我必须读取一个文件并识别其解码类型,我使用mb_detect_encoding()
来检测utf-16
但是结果出错了..如何在php中检测utf-16
编码类型。
Php文件是utf-16,我的标题是windows-1256(因为阿拉伯语)
header('Content-Type: text/html; charset=windows-1256');
$delimiter = '\t';
$f= file("$fileName");
foreach($f as $dailystatmet)
{
$transactionData = str_replace("'", '', $dailystatmet);
preg_match_all("/('?\d+,\d+\.\d+)?([a-zA-Z]|[0-9]|)[^".$delimiter."]+/",$transactionData,$matches);
array_push($matchesz, $matches[0]);
}
$searchKeywords = array ("apple", "orange", 'mango');
$rowCount = count($matchesz);
for ($row = 1; $row <= $rowCount; $row++) {
$myRow = $row;
$cell = $matchesz[$row];
foreach ($searchKeywords as $val) {
if (partialArraySearch($cell[$c_description], $val)) {
}
}}
function partialArraySearch($cell, $searchword)
{
if (strpos(strtoupper($cell), strtoupper($searchword)) !== false) {
return true;
}
return false;
}
上面的代码用于在上传的文件中进行搜索..如果文件是在utf-8中,则匹配正在获得但是当使用utf-16或utf-32的相同文件时没有得到结果..
那么如何才能获得上传文件的编码类型..
答案 0 :(得分:1)
如果有人还在寻找解决方案,我在github上的“voku / portable-utf8”repo中破解了类似的东西。 =&GT; “UTF8 ::的file_get_contents()”

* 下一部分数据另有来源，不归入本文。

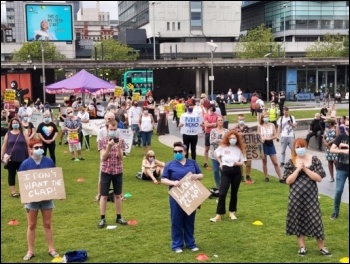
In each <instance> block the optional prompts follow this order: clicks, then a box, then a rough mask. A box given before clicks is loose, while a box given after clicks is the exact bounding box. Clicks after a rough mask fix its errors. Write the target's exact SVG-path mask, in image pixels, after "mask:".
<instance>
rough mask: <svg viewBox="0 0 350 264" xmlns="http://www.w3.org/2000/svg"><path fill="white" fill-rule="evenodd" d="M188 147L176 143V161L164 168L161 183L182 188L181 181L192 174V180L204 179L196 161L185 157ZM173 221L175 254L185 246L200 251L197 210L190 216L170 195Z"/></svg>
mask: <svg viewBox="0 0 350 264" xmlns="http://www.w3.org/2000/svg"><path fill="white" fill-rule="evenodd" d="M186 150H187V147H186V145H184V144H183V143H182V142H175V143H174V149H173V152H174V160H171V161H169V162H168V163H167V164H166V165H165V168H164V171H163V174H162V178H161V183H162V184H165V185H168V186H169V190H170V189H171V188H173V187H174V186H175V187H180V186H181V185H180V180H181V179H182V178H183V177H185V176H186V175H187V173H189V172H191V173H192V175H191V176H190V179H191V180H192V181H197V180H201V179H203V174H202V172H201V170H200V168H199V166H198V164H197V162H196V161H195V160H190V159H187V158H186V157H185V154H186ZM169 203H170V219H171V239H172V243H171V249H172V250H173V251H174V252H175V253H182V252H183V247H184V244H185V245H186V247H187V248H189V249H190V250H191V251H193V252H195V251H198V250H199V249H198V247H197V245H196V241H195V238H194V223H195V218H196V210H194V212H193V213H192V214H190V215H187V213H186V212H185V211H184V210H183V209H182V208H181V206H180V205H179V204H178V203H177V202H176V200H175V199H174V198H173V197H172V196H171V195H169Z"/></svg>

“file_get_contents”-wrapper将通过“UTF8 :: str_detect_encoding()”检测当前编码,并将文件内容自动转换为UTF-8。
例如:来自PHPUnit测试...
$testString = UTF8::file_get_contents(dirname(__FILE__) . '/test1Utf16pe.txt');
$this->assertContains('<p>Today’s Internet users are not the same users who were online a decade ago. There are better connections.', $testString);
$testString = UTF8::file_get_contents(dirname(__FILE__) . '/test1Utf16le.txt');
$this->assertContains('<p>Today’s Internet users are not the same users who were online a decade ago. There are better connections.', $testString);
答案 1 :(得分:1)
我的解决方案是检测UTF-16并转换拉丁语15中的代码
preg_match_all('/\x00/',$content,$count);
if(count($count[0])/strlen($content)>0.4) {
$content = iconv('UTF-16', 'ISO-8859-15', $content);
}
换句话说,我检查十六进制字符00的频率。如果它高于0.4,则文本可能包含以UTF-16编码的基本集中的字符。这意味着字符有两个字节,但通常第二个字节是00。